Client.query() causes dgraph alpha to write to disk constantly

Moved from GitHub pydgraph/27

Posted by liu1000:

When I use client.query(...) to do pure reads from dgraph, I noticed the dgraph alpha process constantly writing to disk. Snippet:

for q in pure_read_queries_to_run:
    client.query(q)

I have to do something like the following as a workaround:

txn = client.txn()

for q in pure_read_queries_to_run:
    txn.query(q)

txn.discard()

By doing this, performance improved by around 4 fold.

I think it may have something to do with the transaction handling in pydgraph?

danielmai commented :

Using client.query will create a new txn for every single call. That’ll create a new timestamp which needs to get propogated to the entire cluster.
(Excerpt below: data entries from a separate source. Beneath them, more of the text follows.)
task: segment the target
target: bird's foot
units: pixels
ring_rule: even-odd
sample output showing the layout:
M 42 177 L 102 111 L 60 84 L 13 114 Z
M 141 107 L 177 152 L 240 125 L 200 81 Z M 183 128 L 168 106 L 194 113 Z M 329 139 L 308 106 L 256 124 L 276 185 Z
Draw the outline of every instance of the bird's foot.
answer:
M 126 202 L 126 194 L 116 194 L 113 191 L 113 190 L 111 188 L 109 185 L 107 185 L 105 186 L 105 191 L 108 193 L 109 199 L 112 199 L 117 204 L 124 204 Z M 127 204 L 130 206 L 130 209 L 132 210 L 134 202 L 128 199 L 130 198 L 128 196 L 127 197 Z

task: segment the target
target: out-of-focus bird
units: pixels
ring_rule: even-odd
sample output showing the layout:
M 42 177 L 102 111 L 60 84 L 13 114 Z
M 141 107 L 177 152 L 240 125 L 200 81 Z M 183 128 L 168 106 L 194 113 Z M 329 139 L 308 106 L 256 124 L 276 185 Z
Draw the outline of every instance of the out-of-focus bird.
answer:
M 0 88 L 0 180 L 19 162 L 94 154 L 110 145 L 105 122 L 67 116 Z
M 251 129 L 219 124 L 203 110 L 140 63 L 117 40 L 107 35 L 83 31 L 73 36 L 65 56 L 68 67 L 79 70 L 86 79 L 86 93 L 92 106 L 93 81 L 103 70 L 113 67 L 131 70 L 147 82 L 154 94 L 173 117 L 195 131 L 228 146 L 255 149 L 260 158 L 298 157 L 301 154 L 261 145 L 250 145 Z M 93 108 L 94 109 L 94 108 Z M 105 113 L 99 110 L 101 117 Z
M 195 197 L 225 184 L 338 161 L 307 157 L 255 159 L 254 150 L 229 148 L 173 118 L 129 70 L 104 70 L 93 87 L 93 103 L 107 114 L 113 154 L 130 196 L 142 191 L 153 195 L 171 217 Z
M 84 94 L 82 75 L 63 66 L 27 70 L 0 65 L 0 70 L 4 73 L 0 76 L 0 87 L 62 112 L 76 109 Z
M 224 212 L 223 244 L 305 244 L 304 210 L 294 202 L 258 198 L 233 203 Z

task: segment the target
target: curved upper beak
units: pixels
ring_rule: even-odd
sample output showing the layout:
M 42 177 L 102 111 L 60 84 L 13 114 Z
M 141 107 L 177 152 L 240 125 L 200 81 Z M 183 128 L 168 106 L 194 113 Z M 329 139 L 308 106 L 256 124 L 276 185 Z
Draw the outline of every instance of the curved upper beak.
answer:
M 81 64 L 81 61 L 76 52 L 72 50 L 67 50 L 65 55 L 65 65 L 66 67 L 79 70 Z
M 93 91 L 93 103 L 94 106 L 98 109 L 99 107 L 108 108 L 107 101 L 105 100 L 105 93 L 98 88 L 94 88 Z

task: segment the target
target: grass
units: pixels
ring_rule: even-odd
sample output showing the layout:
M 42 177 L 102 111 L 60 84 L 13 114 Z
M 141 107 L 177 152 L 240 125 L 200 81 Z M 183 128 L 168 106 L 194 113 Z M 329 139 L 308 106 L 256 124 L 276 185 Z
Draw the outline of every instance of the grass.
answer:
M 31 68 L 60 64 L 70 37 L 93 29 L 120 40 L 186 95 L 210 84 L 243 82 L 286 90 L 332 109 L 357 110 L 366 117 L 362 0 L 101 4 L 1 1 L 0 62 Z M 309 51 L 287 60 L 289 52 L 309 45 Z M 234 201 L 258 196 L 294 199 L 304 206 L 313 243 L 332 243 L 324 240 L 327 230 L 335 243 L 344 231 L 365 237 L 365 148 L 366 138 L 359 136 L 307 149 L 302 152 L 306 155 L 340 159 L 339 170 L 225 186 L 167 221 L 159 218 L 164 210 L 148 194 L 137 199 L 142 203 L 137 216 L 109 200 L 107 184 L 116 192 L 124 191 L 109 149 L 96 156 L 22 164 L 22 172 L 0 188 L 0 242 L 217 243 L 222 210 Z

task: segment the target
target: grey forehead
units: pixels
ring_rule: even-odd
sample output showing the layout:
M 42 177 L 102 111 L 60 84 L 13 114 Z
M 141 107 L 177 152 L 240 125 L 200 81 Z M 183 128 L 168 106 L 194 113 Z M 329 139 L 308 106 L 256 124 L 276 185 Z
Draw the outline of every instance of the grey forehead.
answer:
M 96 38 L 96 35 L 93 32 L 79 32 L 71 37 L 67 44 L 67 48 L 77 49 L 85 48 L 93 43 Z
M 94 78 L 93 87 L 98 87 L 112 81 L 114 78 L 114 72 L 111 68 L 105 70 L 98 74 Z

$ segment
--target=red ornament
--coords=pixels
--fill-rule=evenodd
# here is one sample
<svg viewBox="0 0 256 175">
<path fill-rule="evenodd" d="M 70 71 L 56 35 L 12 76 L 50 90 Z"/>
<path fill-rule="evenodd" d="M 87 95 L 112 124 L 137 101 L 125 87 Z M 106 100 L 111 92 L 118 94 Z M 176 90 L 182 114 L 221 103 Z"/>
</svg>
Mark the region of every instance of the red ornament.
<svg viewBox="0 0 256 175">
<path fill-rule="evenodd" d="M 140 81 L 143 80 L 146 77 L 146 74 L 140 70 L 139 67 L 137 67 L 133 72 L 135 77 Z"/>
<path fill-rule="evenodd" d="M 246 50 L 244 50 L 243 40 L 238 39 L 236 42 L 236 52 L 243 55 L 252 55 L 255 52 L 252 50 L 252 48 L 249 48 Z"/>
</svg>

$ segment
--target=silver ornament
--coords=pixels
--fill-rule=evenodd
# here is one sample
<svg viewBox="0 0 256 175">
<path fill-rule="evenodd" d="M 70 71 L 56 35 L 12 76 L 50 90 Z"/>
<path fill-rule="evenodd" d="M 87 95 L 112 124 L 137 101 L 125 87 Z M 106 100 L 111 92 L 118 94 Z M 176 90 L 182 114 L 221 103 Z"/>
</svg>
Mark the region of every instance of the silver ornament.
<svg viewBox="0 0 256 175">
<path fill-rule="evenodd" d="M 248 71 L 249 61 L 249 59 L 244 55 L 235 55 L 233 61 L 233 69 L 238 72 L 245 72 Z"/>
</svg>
Creating a single txn as you did the latter case is the better way to perform many read-only queries.

We support read-only txns which will help here (see commit message from Improve efficiency of readonly transactions by reusing the same read … · dgraph-io/dgraph@fe7b749 · GitHub). This needs to be implemented in pydgraph. @paulftw can you do that?

This is from the pydgraph README:

res = client.txn().query(query, variables=variables)
# If not doing a mutation in the same transaction, simply use:
# res = client.query(query, variables=variables)

I can see how the README can mean that it’s better to use client.query rather than client.txn().query, but they mean the same thing. This should be clarified.

manishrjain commented :

This new issue #30 should avoid getting a new timestamp from Zero, which causes the disk writes.